Pauvres gens ! ils gobaient la mouche mieux que le poisson ! À ces touristes argentés et dorés, il fallait des commissionnaires, des guides, des rameurs, des cochers, un service considérable en somme. Payant grassement, ils se virent promptement entourés, choyés, caressés, adulés. Le mépris du pêcheur fut noyé dans un flot d’or. Désormais, les petits bourgeois, les hommes de profession pourront les imiter impunément et même avec considération : ce qui n’a pas manqué d’être, ce qui dure encore.

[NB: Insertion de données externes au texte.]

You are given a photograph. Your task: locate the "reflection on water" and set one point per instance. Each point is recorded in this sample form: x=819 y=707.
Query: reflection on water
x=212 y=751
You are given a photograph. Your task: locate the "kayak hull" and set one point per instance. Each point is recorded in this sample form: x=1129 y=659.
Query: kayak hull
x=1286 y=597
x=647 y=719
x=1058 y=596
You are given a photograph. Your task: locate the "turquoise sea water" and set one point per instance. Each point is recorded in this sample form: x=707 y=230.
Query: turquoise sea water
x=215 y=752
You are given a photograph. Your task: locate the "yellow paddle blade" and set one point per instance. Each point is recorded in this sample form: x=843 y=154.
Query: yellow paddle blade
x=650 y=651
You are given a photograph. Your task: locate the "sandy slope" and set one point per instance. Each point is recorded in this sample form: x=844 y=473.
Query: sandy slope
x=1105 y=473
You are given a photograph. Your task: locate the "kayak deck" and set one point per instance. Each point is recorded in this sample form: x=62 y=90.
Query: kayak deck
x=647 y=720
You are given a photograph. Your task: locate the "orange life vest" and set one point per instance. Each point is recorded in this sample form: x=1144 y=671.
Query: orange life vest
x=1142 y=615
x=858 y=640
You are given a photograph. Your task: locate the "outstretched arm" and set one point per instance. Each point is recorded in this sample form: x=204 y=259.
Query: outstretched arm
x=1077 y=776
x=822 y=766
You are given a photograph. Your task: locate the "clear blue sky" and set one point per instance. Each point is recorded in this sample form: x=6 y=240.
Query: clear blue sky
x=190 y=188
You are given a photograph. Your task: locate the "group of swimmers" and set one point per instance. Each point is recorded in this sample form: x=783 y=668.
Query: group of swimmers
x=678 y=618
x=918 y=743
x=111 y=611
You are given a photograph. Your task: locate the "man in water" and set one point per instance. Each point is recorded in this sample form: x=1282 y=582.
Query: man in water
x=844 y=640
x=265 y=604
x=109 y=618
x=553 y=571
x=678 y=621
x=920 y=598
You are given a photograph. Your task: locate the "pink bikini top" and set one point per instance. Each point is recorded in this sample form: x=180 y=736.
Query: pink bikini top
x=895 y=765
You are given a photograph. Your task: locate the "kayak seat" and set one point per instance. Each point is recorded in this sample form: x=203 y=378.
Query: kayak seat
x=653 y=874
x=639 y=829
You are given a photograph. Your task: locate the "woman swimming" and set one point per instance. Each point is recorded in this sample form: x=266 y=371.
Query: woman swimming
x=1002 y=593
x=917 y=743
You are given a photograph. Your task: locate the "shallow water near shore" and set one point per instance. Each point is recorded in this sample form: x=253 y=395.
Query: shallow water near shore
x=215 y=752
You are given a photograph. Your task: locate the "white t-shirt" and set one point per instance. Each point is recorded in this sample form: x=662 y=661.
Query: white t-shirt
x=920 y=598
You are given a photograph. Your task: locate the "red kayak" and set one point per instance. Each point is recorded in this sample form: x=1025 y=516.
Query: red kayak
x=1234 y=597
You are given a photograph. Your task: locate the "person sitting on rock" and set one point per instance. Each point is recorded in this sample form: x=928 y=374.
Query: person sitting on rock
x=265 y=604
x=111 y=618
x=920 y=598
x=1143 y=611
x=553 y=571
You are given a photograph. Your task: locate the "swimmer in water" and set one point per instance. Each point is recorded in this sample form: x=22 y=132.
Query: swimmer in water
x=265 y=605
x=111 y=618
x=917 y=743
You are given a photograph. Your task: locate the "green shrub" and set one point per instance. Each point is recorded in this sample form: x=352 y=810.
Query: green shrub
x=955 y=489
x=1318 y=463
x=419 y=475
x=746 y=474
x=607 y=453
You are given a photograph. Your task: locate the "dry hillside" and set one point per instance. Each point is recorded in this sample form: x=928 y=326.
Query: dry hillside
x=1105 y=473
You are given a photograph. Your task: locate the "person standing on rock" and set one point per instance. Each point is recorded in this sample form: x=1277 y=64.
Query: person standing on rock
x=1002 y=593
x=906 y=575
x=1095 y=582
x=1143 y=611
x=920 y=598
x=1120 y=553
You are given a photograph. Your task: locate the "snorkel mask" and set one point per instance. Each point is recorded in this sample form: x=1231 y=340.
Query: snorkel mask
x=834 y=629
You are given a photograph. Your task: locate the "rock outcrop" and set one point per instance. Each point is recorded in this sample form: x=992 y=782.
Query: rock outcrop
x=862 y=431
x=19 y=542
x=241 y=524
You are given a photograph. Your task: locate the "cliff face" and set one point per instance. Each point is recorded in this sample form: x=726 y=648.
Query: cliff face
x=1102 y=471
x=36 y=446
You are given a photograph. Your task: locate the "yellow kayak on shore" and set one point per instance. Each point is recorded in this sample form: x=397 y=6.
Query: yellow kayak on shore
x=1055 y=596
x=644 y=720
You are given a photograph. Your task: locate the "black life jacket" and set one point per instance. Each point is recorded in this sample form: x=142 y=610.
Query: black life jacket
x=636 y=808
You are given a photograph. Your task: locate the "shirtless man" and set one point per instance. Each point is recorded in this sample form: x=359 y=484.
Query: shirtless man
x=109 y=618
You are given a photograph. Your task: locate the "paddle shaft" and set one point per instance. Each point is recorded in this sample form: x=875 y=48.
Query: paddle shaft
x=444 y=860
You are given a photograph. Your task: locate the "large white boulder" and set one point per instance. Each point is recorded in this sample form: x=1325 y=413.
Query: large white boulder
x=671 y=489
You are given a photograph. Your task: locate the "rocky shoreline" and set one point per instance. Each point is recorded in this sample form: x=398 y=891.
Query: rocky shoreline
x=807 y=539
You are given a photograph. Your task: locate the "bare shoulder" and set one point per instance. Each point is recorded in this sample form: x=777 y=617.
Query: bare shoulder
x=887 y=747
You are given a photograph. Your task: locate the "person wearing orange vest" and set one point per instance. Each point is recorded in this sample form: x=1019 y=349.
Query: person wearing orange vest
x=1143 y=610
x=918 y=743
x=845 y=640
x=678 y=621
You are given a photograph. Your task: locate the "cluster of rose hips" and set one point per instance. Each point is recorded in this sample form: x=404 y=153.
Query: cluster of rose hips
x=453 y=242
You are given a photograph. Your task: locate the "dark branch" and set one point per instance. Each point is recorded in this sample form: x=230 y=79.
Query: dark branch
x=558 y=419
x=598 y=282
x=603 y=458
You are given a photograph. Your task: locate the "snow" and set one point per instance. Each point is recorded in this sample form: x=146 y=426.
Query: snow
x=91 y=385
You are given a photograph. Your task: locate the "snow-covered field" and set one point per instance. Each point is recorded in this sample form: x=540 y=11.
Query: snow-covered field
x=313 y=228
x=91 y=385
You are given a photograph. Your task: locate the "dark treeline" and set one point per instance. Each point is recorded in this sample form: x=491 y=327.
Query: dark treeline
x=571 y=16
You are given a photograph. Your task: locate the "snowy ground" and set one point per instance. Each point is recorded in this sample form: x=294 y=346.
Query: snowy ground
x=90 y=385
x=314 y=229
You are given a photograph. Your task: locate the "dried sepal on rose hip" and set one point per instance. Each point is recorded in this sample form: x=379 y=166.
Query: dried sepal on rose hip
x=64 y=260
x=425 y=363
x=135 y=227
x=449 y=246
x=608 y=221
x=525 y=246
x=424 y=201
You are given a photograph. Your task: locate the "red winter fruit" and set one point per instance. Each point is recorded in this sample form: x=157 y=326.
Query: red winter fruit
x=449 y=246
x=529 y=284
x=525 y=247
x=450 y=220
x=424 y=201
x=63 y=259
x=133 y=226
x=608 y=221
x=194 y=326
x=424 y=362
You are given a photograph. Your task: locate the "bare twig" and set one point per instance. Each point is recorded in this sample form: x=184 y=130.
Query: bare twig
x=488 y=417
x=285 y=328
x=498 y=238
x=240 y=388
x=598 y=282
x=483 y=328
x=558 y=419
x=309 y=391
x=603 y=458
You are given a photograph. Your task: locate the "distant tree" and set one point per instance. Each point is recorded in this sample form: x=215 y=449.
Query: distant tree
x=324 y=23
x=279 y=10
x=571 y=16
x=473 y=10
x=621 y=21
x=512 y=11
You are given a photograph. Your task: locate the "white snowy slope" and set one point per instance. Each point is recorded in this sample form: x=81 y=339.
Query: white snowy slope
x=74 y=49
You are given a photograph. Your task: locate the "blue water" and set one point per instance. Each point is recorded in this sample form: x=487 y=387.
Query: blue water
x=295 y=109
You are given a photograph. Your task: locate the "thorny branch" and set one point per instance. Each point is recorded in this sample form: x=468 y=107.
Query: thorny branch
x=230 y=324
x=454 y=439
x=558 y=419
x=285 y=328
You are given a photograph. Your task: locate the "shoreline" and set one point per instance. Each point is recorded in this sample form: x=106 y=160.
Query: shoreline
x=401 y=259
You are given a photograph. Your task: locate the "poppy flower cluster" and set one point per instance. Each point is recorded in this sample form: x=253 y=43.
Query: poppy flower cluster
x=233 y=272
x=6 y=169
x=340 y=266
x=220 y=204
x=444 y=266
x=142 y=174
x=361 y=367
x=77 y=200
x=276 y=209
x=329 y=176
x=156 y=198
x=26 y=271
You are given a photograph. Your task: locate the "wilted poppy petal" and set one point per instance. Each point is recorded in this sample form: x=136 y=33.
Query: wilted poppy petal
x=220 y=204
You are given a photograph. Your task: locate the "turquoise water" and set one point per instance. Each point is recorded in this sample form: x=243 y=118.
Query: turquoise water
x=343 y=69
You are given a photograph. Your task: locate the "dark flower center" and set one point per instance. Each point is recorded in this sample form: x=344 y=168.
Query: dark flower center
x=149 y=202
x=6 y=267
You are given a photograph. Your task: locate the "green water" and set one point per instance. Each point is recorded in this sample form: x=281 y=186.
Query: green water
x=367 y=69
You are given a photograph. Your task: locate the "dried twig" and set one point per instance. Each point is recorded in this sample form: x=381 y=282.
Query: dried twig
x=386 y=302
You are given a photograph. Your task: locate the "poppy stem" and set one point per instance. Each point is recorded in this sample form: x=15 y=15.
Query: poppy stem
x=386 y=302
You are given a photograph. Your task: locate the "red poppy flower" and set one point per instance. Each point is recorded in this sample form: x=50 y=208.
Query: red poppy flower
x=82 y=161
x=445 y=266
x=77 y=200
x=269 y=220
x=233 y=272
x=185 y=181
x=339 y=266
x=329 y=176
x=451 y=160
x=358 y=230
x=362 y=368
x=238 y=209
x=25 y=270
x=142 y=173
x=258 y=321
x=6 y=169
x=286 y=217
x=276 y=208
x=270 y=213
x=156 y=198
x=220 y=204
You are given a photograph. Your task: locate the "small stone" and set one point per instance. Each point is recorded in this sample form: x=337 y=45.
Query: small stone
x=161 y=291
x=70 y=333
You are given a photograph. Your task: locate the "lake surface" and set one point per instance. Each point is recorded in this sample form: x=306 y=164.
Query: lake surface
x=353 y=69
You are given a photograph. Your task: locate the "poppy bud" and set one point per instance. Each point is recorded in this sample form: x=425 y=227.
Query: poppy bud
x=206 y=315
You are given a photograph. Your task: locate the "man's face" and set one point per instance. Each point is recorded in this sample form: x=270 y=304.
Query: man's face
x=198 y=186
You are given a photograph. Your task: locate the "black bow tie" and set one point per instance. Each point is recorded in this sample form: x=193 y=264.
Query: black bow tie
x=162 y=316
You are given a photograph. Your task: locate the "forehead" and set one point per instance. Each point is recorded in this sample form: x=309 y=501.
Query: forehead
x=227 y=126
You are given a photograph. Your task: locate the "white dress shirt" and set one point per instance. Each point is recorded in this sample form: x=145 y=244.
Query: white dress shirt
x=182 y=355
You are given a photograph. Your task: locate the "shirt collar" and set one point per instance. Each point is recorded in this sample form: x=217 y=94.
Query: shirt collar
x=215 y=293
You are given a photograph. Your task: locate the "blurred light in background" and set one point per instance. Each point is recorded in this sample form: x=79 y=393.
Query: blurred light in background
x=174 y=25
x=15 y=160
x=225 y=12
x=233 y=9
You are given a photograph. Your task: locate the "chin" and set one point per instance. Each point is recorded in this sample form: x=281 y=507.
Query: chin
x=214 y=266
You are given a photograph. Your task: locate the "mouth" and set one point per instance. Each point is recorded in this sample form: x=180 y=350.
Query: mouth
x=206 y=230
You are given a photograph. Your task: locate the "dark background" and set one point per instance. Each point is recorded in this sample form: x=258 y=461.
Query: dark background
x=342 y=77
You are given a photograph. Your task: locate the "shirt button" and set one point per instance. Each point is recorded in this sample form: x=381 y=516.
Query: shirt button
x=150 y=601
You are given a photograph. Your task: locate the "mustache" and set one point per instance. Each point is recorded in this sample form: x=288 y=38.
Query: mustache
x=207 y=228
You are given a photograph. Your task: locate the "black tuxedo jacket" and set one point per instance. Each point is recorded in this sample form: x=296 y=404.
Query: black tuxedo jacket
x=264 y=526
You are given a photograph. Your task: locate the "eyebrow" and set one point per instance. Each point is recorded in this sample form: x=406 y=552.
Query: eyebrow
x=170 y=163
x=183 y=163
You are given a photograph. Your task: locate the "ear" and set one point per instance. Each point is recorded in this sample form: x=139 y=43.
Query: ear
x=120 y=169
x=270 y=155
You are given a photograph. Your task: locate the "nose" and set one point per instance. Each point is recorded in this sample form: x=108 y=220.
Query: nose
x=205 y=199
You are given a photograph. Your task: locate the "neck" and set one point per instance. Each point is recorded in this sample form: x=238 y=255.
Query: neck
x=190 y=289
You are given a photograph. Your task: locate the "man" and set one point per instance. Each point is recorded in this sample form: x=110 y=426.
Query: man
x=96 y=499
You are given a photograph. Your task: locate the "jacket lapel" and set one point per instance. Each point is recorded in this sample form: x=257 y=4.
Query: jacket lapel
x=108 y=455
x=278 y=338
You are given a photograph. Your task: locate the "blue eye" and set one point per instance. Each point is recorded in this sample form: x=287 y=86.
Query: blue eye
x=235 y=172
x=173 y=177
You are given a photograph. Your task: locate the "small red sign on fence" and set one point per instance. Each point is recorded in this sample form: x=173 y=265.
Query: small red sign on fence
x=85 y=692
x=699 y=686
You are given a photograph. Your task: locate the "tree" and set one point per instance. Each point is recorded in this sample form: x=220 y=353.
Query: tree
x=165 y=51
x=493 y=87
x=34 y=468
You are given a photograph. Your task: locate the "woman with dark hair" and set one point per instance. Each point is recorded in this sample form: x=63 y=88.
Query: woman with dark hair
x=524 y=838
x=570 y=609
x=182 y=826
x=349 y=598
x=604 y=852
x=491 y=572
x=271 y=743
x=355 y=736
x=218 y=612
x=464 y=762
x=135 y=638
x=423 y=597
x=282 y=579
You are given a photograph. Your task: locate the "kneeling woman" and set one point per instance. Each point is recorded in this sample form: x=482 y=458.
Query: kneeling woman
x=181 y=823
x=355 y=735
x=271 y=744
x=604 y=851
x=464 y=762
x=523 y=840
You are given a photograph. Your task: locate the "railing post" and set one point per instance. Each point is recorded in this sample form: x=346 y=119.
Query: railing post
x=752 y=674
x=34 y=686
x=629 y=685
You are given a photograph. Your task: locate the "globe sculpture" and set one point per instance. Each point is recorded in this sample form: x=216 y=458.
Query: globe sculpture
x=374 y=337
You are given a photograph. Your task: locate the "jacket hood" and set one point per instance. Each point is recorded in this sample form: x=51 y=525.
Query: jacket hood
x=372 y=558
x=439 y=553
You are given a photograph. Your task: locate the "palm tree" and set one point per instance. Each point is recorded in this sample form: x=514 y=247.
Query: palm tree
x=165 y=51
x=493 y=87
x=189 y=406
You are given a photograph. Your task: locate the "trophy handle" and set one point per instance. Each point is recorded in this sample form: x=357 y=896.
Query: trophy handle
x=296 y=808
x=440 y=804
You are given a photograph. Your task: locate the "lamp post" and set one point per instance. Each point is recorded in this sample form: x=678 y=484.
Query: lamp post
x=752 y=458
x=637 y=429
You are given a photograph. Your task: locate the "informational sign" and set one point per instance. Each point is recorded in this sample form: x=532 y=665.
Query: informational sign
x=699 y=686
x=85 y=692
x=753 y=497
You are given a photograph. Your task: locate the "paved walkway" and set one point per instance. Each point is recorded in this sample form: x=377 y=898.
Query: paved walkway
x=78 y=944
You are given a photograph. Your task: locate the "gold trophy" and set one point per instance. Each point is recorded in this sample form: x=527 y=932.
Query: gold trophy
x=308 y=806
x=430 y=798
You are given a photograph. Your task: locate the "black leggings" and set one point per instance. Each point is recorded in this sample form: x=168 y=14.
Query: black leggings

Ainsi donc, dès l’âge de cinq ans, je compris qu’il n’existait qu’une seule pêche noble, digne d’un galant homme, la pêche à la ligne. Tout autre moyen de surprise, d’assaut, d’enlèvement contre la gent squammeuse était réputée à mes yeux d’invention barbare. Je commençai par me livrer à cet intelligent et subtil exercice avec toute la vivacité de l’enfance, et j’avais à peine quinze ans que je connaissais tous les secrets du fleuve au-dessus de Montréal jusqu’à Cornwall, secrets qui m’avaient été légués par le père Fanfan avant sa mort, preuve qu’il me jugeait le seul héritier digne d’un pareil héritage.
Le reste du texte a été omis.